Last Updated on December 30, 2021 by BVN
By Stephanie Williams and Dr. Paulette Brown-Hinds
Black Voice News entered 2021 with a clear mission: to continue telling stories of the COVID-19 pandemic and its impact on the Black community from all relevant perspectives including vaccinations and vaccine hesitancy, mis- and disinformation about the virus and vaccines, the impact of recovery on employment opportunities in the Black community, housing vulnerability due to the need for rental assistance, food insecurity, support for delinquent water and utility bills, COVID-19 risks and impacts on children, federal burial assistance, and variants and mutations that continue to disproportionately impact our community.
At the same time, Black Voice News maintained its focus on issues of equity as it relates to the Black community and other communities of color including environmental justice and healthcare, housing, employment opportunities, education, questionable use of force incidents by local police and sheriffs, as well as efforts aimed at criminal justice reform.
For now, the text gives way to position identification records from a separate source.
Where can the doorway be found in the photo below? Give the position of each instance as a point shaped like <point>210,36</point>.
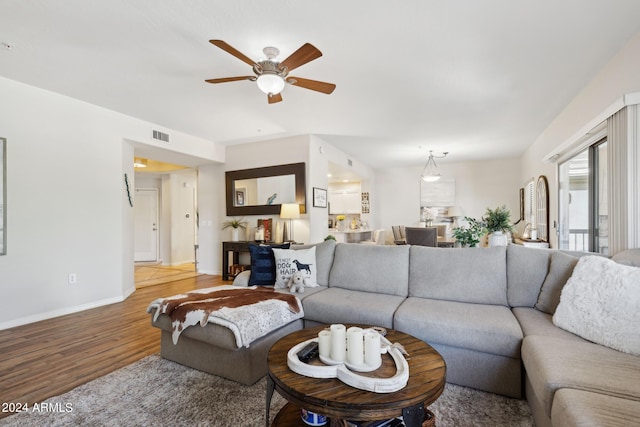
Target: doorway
<point>584,220</point>
<point>145,217</point>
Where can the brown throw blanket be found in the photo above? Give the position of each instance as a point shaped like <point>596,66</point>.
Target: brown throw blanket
<point>249,312</point>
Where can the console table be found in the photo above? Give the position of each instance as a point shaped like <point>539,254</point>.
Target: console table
<point>236,248</point>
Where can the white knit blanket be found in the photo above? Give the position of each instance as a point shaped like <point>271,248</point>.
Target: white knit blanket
<point>247,322</point>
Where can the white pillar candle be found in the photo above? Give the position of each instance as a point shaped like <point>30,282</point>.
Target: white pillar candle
<point>324,343</point>
<point>338,343</point>
<point>372,355</point>
<point>355,346</point>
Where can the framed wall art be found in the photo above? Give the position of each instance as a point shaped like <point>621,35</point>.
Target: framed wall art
<point>319,197</point>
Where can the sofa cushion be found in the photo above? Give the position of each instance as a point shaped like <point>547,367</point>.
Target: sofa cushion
<point>555,363</point>
<point>263,265</point>
<point>526,270</point>
<point>473,275</point>
<point>534,322</point>
<point>582,408</point>
<point>485,328</point>
<point>337,305</point>
<point>601,302</point>
<point>290,261</point>
<point>381,269</point>
<point>560,270</point>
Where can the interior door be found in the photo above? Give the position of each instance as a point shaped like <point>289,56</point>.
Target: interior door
<point>146,225</point>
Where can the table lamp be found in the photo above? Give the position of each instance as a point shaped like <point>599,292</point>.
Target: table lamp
<point>289,211</point>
We thank you for your support throughout the year and are proud to highlight these achievements:
- Black Voice News was recognized by California Black Media and Ethnic Media Services with two awards for our reporting in 2020. They included Best English language feature for a report titled, “Housing Inequality Worsens as COVID-19 Pummels Black California; and Best Commentary for a piece on voter suppression titled, “Can you Spell Backwards, Forwards?” And our publisher was named a JSK Community Impact Fellow at Stanford University, one of only 10 selected from a national pool of applicants.
- We joined a national effort led by the Boston Globe and on a single day leveraged our collective reporting and raised our voices on the issue of vaccine hesitancy. Black Voice News contributed three articles to this initiative from the perspective of those who were hesitant and why, those who took the vaccine and why, and overall vaccine acceptance in the Black community.
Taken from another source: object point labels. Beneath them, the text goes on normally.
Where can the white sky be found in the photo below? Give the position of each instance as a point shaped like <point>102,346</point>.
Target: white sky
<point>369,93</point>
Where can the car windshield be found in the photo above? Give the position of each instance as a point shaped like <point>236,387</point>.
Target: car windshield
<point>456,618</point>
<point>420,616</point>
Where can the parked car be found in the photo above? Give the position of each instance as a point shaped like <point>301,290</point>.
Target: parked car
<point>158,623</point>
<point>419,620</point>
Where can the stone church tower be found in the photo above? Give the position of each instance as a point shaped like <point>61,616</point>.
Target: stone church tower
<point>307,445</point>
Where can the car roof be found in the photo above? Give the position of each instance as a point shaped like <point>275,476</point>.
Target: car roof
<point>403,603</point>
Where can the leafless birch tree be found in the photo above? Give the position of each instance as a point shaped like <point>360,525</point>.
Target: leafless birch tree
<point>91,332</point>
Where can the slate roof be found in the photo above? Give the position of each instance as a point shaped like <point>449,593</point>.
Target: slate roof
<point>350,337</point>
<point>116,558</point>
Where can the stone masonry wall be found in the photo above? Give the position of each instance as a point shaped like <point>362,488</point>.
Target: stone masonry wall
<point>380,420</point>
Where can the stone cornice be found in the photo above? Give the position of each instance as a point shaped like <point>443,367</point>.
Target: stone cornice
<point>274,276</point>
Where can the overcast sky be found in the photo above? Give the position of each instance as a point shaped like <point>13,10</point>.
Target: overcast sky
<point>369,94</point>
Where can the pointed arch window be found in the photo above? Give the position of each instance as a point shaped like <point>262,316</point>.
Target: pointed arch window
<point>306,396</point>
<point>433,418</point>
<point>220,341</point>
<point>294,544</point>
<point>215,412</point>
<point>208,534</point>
- We welcomed our first Report for America Corps member and participated in a national collaboration of Black media focused on the issue and impacts of ‘food deserts’ titled, “The Barren Mile: Food Apartheid and San Bernardino Residents’ Quest for Healthy Food as COVID-19 Persists.” A series that was named one of the top 10 collaborative journalism projects of the year.
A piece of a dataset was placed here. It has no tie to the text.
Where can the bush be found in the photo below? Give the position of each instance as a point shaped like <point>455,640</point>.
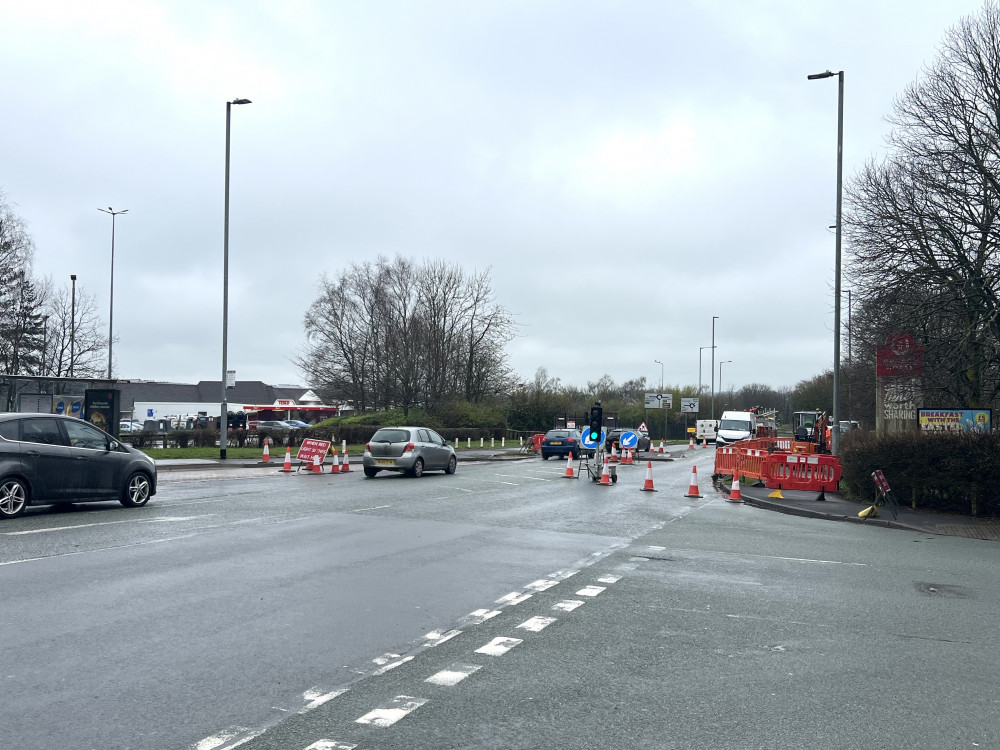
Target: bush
<point>947,472</point>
- We partnered with California Black Media and Blue Shield of California to produce a series of eight articles aimed at ending domestic violence. The series focused on a variety of domestic violence-related topics from efforts by local ministers to educate and inform on the issue, to the efforts of local domestic violence centers to provide viable support during the COVID-19 lockdown, to domestic violence impacts on homelessness.

- We maintained a focus on issues of transparency in local government including misuse of public funds by the West Valley Water District; failures to protect children by the Riverside Department of Child Protective Services; failures of local sheriffs to protect county jail inmates from the impacts of COVID-19; a Riverside Grand Jury’s assessment that there was no validity to accusations of voter irregularities levied by a local district attorney; ongoing efforts by the Riverside County Sheriff to undermine efforts to curb the spread of the coronavirus in addition to his involvement with a white supremacy related extremist organization as well as his nepotism in violation of department rules; investigated accusations that the Riverside County sheriff’s union was attempting to influence the outcome of redistricting, the San Bernardino County Sheriff Departments’ history of appointing sheriffs thereby denying the voters’ right to choose, and efforts by the SBCUSD school board to dismiss a newly appointed Superintendent of Schools without cause after less than four months in office.
- We continued reporting on the San Bernardino County Sheriff’s Department’s overuse of electronic surveillance and recently submitted a friend of the court amicus brief at the appellate level in support of the Electronic Frontier Foundation’s quest for transparency related to electronic warrants. Our goal is to encourage the court to establish a baseline for transparency on this issue.

- Just recently, the Black Voice News was awarded two additional Report for America Corps members who will join the team in June 2022. One will be an investigative reporter who will focus on issues of environmental justice and the other, a photojournalist who will concentrate on criminal justice including local efforts aimed at reform, issues of sheriff and police department transparency, and complaints related to the excessive use of force.
- Our editorial team produced more than 820 articles, our mapping team mapped over 66,755 square miles of California territory, compiled information from over 500 different sources, and completed 28 visualizations (18 maps, 6 web apps, 3 dashboards, 1 bubble chart).
2021 has been a year of transition, adjustment, and transformation as our organization evolves in alignment with the changing role of media in a 24-hour, digital news cycle where citizen reporters post incidents as they occur. Our goal is to provide justice-seeking reporting rooted in data that not only focuses on issues but also highlights solutions.